Le vide. L’épuisement. Deux sensations qui commencent à devenir un peu trop familières au goût de Dominic Thiem après une finale d’un tournoi du grand chelem.

L’Autrichien a perdu trois matchs sur les plus grandes scènes lors de tournois majeurs, ajoutant un revers en cinq sets contre Novak Djokovic sur la surface dure de Melbourne Park, dimanche, à ses deux échecs face à Rafael Nadal sur la terre battue rouge lors des deux derniers Roland-Garros.

En chaque occasion, il s’est retrouvé contre le plus grand joueur de tous les temps dans cette enceinte sportive particulière.

Aux Internationaux d’Australie, il avait d’abord dû vaincre Nadal, le favori, en quarts de finale. Puis, Alexander Zverev, une vedette montante comme lui, en demi-finale.

Pour la simple chance de mériter l’occasion de vaincre Djokovic, qui était sorti victorieux des sept finales auxquelles il avait participé à Melbourne Park, Thiem avait passé presque 18 heures et demie sur le court et battu quatre rivaux classés parmi les têtes de série au fil des six premières rondes.

Six heures de matchs de moins

De son côté, Djokovic avait joué pendant environ six heures de moins, et n’avait perdu qu’une seule manche depuis le début du tournoi.

«Je me suis rarement senti [si] fatigué, surtout en ce moment, maintenant que la tension est disparue», a déclaré Thiem après avoir perdu 6-4, 4-6, 2-6, 6-3, 6-4 sur la surface de l’aréna Rod-Laver.

Après avoir récupéré un bris de service au premier set, Thiem l’a redonné avec une double faute, sa première.
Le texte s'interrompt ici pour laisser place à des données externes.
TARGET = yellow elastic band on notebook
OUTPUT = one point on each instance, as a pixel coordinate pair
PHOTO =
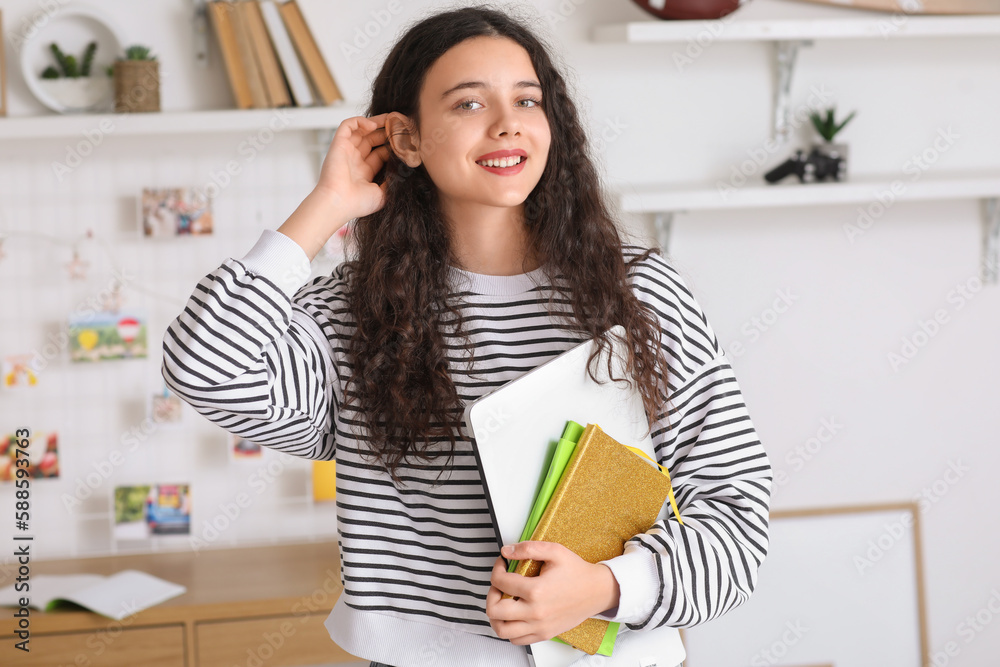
(670, 487)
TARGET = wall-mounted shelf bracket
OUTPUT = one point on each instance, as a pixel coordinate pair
(785, 53)
(991, 240)
(199, 37)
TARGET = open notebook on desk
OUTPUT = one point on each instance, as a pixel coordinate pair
(514, 428)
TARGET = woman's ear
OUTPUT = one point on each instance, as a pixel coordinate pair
(401, 134)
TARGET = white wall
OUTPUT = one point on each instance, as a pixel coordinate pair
(900, 430)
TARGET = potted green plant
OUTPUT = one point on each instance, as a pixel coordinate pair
(71, 83)
(827, 127)
(137, 80)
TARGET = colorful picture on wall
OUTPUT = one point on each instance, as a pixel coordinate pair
(145, 511)
(166, 408)
(241, 449)
(18, 371)
(43, 455)
(171, 212)
(107, 335)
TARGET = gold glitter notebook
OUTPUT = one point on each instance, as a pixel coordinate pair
(606, 495)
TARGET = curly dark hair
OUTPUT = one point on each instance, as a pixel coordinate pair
(398, 288)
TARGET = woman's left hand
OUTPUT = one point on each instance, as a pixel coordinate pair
(567, 591)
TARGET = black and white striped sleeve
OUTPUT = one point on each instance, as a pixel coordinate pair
(248, 353)
(683, 575)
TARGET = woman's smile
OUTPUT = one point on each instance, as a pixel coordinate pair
(504, 167)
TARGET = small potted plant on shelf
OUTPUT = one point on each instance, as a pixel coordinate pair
(137, 80)
(827, 128)
(71, 84)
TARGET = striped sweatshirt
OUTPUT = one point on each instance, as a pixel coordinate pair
(261, 350)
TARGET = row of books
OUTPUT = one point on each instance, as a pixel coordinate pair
(271, 57)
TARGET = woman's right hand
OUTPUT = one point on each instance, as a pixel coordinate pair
(357, 152)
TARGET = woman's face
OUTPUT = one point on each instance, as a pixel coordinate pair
(482, 96)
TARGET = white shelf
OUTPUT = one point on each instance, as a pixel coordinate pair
(175, 122)
(662, 202)
(653, 198)
(774, 20)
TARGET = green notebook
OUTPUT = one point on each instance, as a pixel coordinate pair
(557, 464)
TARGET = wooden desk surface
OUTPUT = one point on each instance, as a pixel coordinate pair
(259, 580)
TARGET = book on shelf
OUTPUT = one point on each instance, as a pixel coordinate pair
(267, 61)
(251, 65)
(298, 83)
(115, 596)
(221, 14)
(270, 54)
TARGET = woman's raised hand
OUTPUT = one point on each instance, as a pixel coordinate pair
(345, 189)
(357, 152)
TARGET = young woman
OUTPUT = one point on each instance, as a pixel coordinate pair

Il a rebondi et, à 4-4 en deuxième manche, il a gagné six jeux consécutifs et a gagné les deux manches suivantes grâce à de puissants coups frappés à plat, compliquant les choses pour Djokovic.

Ensuite, après s’être retrouvé à un set d’un premier titre à un tournoi du grand chelem, l’Autrichien de 26 ans a dû accepter le titre de finaliste, une fois de plus, après une finale longue de quatre heures. Même Djokovic a reconnu que la différence se résumait à un ou deux coups.

«Je ressens un grand vide en ce moment. Mais oui, c’est ça. Je connais la sensation, a déclaré Thiem. C’était le cas après les deux derniers à Paris. Mais oui, je ressens aussi un peu de motivation pour revenir pour le prochain grand chelem.»